Max Valier (February 9 1895 - May 17 1930) was an Austrian rocketry pioneer. He helped found the German Verein für Raumschiffahrt (VfR - "Spaceflight Society") that would bring together many of the minds that would later make spaceflight a reality in the twentieth century.

Valier was born in Bozen, Tyrol and in 1913 enrolled to study Physics at the University of Innsbruck. He also trained as a machinist at a nearby factory. His studies were interrupted by the First World War, during which he served in the Austro-Hungarian army's air corps as an aerial observer.
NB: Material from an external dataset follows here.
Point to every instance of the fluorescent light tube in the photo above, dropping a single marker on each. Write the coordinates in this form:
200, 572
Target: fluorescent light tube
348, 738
After the war, Valier did not return to his studies, but became a freelance science writer. In 1923, he read Hermann Oberth's landmark book Die Rakete zu den Planetenräumen (The Rocket into Interplanetary Space) and was inspired to write a similar work to explain Oberth's ideas in terms that could be understood by lay persons. With Oberth's assistance, he published Der Vorstoß in den Weltenraum (The Advance into Space) the following year. It was an outstanding success, selling six editions before 1930. He followed this with numerous articles on the subject of space travel, with titles like "Berlin to New York in One Hour" and "A Daring Trip to Mars".

In 1928 and 1929 he worked with Fritz von Opel on a number of rocket-powered cars and aircraft. For von Opel, these were publicity stunts for the Opel company, and for Valier, a way of further raising interest in rocketry amongst the general population. It was Valier who enlisted the assistance of Friedrich Sander in these endeavours as the supplier of solid-fuel rocket motors.

By the late 1920s, the VfR was focussing its efforts on liquid-fuelled rockets, and Valier was killed when an alcohol-fuelled rocket exploded on his test bench in Berlin.